What happens to enforcement when the award is challenged at its seat? Article V(1)(e) and Article VI give the ADGM Courts a calibrated answer — and one of international arbitration’s most debated questions.
Not yet binding
Article V(1)(e) allows refusal where the award has not yet become binding on the parties, or has been set aside or suspended by a competent authority of the country in which, or under the law of which, it was made. “Binding” is read in the Convention's own, autonomous sense: an award is binding once it is no longer open to ordinary recourse on the merits, and the losing party cannot delay enforcement merely by lodging a challenge at the seat.
Set aside or suspended
Where an award has actually been annulled at the seat, the respondent has a Convention ground to resist. But the word in Article V is “may”, not “must” — the Convention leaves a residual discretion, and courts in several jurisdictions have, in narrow circumstances, enforced awards annulled abroad. This is one of the field's genuinely unsettled questions; a common-law forum such as the ADGM is well placed to weigh it carefully rather than treat annulment as automatically decisive.

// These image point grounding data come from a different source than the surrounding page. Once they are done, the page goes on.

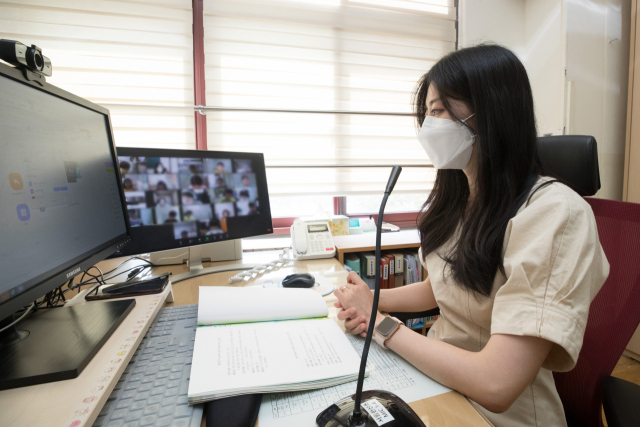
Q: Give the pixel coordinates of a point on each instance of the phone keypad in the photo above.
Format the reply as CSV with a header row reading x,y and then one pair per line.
x,y
320,242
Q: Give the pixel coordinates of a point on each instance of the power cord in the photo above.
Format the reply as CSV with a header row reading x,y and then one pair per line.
x,y
284,259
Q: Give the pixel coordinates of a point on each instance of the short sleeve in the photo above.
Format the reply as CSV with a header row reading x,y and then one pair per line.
x,y
554,266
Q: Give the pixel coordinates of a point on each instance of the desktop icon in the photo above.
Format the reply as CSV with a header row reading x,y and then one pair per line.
x,y
16,181
23,212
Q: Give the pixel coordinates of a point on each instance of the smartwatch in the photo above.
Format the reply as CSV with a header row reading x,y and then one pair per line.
x,y
385,330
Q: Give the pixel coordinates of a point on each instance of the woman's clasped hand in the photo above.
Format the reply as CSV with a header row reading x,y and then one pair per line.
x,y
355,301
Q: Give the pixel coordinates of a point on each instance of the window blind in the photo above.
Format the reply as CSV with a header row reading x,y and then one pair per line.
x,y
133,57
354,55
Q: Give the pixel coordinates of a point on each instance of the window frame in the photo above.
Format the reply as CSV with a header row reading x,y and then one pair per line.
x,y
280,225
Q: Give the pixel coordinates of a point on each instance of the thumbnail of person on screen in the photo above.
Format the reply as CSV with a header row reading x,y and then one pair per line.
x,y
199,188
160,168
188,198
214,227
227,197
219,168
134,219
124,167
188,216
172,218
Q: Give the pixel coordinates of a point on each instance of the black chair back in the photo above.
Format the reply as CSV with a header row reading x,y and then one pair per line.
x,y
573,159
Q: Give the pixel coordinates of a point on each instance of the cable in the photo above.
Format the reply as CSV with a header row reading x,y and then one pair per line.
x,y
283,259
19,318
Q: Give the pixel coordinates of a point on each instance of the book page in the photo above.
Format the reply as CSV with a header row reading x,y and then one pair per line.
x,y
388,371
221,305
235,359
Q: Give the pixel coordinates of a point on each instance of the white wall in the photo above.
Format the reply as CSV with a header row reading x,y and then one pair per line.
x,y
497,21
597,64
589,39
544,61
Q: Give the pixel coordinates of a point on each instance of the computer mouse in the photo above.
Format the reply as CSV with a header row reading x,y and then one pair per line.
x,y
304,280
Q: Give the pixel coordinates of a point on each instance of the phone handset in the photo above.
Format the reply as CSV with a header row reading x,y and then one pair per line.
x,y
299,238
312,239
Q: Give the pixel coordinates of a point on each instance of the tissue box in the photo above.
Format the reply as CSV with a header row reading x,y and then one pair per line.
x,y
339,225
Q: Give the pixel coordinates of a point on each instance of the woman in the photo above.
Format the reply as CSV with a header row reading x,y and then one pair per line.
x,y
513,257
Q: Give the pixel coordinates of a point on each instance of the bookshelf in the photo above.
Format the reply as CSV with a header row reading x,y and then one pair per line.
x,y
404,239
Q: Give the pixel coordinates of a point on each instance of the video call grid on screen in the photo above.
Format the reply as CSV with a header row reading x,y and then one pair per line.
x,y
196,196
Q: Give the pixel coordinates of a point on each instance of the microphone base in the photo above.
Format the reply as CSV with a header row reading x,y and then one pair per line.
x,y
389,409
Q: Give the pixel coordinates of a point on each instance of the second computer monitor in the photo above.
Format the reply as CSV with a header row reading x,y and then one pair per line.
x,y
180,198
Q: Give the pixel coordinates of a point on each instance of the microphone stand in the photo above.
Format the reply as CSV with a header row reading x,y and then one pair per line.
x,y
348,412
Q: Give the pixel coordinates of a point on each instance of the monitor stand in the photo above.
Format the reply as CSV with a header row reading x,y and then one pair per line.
x,y
56,344
195,263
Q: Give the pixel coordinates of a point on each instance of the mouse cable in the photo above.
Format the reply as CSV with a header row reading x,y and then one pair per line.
x,y
284,259
19,318
100,282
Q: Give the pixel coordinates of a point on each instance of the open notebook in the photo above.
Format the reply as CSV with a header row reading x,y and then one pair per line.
x,y
257,340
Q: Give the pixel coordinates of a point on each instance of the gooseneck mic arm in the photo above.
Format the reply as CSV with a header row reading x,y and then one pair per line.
x,y
357,414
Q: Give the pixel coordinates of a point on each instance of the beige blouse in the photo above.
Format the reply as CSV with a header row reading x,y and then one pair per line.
x,y
554,266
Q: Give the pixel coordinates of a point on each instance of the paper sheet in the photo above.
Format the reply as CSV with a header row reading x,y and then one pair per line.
x,y
389,372
236,359
227,305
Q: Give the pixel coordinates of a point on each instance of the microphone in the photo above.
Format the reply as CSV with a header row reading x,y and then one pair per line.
x,y
348,412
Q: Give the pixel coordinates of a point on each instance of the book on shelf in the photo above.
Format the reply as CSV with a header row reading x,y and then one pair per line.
x,y
384,273
399,269
367,268
353,261
391,282
257,340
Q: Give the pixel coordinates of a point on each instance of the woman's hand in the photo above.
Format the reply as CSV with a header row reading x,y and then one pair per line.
x,y
355,301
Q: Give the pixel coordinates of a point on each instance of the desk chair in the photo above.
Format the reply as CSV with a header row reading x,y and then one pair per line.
x,y
614,314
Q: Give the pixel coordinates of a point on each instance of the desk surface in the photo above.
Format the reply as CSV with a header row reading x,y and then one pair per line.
x,y
449,409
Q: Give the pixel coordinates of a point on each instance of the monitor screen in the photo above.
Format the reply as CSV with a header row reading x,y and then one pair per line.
x,y
179,198
59,187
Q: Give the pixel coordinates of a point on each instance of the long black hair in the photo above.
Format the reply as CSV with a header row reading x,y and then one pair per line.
x,y
492,81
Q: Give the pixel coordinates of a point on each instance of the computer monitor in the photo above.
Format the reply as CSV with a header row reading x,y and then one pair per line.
x,y
62,211
187,198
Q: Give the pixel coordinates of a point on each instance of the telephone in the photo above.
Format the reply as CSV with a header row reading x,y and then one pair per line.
x,y
312,240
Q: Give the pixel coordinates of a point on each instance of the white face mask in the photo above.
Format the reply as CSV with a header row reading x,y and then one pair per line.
x,y
448,144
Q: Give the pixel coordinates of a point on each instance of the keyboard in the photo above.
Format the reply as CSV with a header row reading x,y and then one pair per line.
x,y
153,388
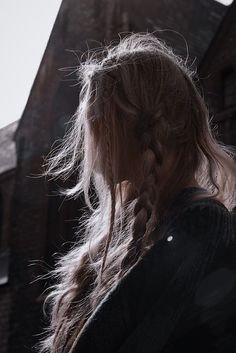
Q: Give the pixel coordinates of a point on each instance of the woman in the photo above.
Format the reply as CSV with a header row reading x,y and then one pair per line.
x,y
153,269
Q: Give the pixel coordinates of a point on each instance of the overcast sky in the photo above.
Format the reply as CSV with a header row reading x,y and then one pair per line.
x,y
25,26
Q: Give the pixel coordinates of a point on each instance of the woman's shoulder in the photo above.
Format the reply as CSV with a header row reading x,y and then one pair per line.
x,y
204,220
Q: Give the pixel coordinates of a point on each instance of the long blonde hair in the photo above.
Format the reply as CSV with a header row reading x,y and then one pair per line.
x,y
140,134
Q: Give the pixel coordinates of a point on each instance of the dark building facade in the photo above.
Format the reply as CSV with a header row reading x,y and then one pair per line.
x,y
43,223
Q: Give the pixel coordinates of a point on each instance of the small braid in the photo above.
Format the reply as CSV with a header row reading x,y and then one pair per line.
x,y
145,217
108,81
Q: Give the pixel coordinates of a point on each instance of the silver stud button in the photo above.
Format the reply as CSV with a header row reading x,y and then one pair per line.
x,y
169,238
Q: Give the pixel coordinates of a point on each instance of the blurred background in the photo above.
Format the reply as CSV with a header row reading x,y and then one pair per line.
x,y
38,98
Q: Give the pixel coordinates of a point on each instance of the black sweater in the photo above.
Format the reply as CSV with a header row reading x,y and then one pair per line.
x,y
181,297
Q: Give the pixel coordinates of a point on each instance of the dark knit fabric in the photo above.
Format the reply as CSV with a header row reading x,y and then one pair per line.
x,y
181,297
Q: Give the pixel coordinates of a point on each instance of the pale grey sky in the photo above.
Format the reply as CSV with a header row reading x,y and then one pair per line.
x,y
25,26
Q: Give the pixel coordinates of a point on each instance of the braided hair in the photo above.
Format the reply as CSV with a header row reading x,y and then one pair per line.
x,y
141,134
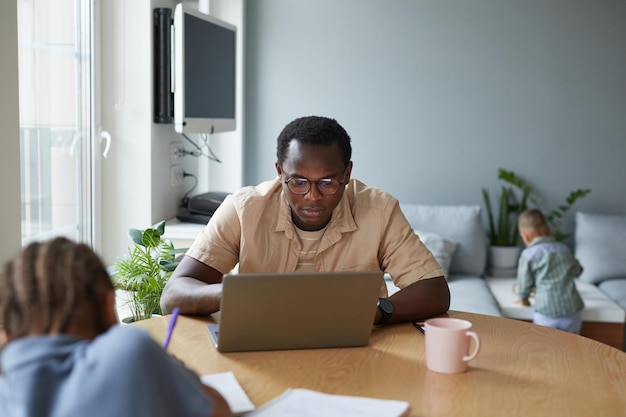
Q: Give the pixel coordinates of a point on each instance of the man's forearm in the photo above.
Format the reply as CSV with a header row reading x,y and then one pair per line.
x,y
420,300
191,296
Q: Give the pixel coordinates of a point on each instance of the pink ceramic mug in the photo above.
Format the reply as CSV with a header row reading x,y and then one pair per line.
x,y
448,345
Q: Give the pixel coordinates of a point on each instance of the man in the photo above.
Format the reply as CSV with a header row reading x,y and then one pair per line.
x,y
64,356
312,217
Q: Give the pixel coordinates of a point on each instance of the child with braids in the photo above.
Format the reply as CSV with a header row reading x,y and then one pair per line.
x,y
64,355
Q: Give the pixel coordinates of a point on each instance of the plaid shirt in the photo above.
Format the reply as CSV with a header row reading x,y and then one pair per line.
x,y
550,268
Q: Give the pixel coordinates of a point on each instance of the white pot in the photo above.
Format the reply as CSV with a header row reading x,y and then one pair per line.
x,y
504,257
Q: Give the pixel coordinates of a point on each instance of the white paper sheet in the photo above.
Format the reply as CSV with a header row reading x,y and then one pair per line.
x,y
307,403
227,385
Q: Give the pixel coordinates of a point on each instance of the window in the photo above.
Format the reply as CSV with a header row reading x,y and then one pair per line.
x,y
56,118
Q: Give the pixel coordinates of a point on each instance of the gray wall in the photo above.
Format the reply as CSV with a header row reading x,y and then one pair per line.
x,y
437,95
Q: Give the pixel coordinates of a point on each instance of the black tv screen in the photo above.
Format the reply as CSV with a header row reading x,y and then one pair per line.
x,y
204,72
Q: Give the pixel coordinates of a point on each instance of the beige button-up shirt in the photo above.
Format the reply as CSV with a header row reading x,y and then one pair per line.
x,y
367,231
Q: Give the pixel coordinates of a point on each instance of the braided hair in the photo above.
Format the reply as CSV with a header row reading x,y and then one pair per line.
x,y
52,285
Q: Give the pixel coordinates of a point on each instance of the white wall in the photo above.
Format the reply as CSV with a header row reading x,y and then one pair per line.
x,y
136,176
9,120
438,94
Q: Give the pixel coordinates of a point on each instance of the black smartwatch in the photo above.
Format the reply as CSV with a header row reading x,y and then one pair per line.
x,y
385,307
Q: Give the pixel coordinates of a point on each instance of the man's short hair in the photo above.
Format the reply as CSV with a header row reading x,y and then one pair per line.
x,y
314,130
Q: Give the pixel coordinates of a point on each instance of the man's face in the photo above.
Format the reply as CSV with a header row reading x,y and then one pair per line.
x,y
312,211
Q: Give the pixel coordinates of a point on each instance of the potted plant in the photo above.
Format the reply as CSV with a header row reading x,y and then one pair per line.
x,y
515,197
144,271
503,234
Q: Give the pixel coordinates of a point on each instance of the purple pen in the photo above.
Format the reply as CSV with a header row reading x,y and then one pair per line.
x,y
170,327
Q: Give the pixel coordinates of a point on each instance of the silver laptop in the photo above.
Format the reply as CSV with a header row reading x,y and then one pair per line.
x,y
296,310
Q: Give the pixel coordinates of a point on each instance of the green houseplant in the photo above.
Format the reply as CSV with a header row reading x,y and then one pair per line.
x,y
513,200
516,196
146,268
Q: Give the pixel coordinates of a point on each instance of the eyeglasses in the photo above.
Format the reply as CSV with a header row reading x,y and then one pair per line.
x,y
324,185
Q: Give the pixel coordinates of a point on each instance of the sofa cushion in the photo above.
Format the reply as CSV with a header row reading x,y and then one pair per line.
x,y
600,246
442,249
460,224
472,294
615,289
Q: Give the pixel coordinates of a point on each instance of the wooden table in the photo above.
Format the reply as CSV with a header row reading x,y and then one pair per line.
x,y
522,370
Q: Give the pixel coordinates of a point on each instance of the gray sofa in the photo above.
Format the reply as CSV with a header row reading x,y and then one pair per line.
x,y
600,246
456,236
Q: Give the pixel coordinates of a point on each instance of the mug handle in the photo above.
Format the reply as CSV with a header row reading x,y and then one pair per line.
x,y
474,336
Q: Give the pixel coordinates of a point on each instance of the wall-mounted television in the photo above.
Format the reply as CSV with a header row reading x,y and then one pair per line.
x,y
203,72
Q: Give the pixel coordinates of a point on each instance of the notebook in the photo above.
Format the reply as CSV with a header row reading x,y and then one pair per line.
x,y
296,310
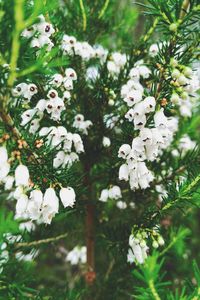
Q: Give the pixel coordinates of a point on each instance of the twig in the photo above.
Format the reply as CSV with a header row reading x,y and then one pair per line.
x,y
40,242
184,9
19,25
83,15
151,30
103,10
153,290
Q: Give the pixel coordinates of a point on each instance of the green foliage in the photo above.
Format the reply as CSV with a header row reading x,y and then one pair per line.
x,y
125,27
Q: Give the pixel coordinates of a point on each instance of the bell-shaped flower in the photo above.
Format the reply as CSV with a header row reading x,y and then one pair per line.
x,y
139,122
124,151
50,205
124,172
146,136
8,182
134,74
70,74
56,80
68,197
4,170
27,116
30,91
104,195
21,205
149,104
133,97
34,207
130,115
22,175
121,204
115,192
153,50
160,119
133,180
78,143
59,159
106,142
139,109
68,84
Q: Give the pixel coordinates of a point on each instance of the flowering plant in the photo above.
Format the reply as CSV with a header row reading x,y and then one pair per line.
x,y
97,129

A challenge at the seat is not a stay by default — and even annulment is a discretion, not an on-switch.
The Article VI stay
Where a set-aside application is pending at the seat, Article VI lets the enforcing court adjourn its decision if it considers it proper, and — on the creditor's application — order the respondent to give suitable security. This is the balancing valve: it allows the ADGM Courts to hold the ring pending the seat's decision without letting a tactical annulment application become a cost-free means of delay.
Strategy around a challenge
For the creditor, security is the answer to delay: press for an order under Article VI so that time bought at the seat is not time in which assets disappear. For the respondent, a set-aside application must be real and diligently pursued; a Convention court will not reward a challenge lodged only to stall.
Key instruments: New York Convention 1958 (Articles V(1)(e) and VI); UNCITRAL Model Law; ADGM Arbitration Regulations 2015. General information, not legal advice.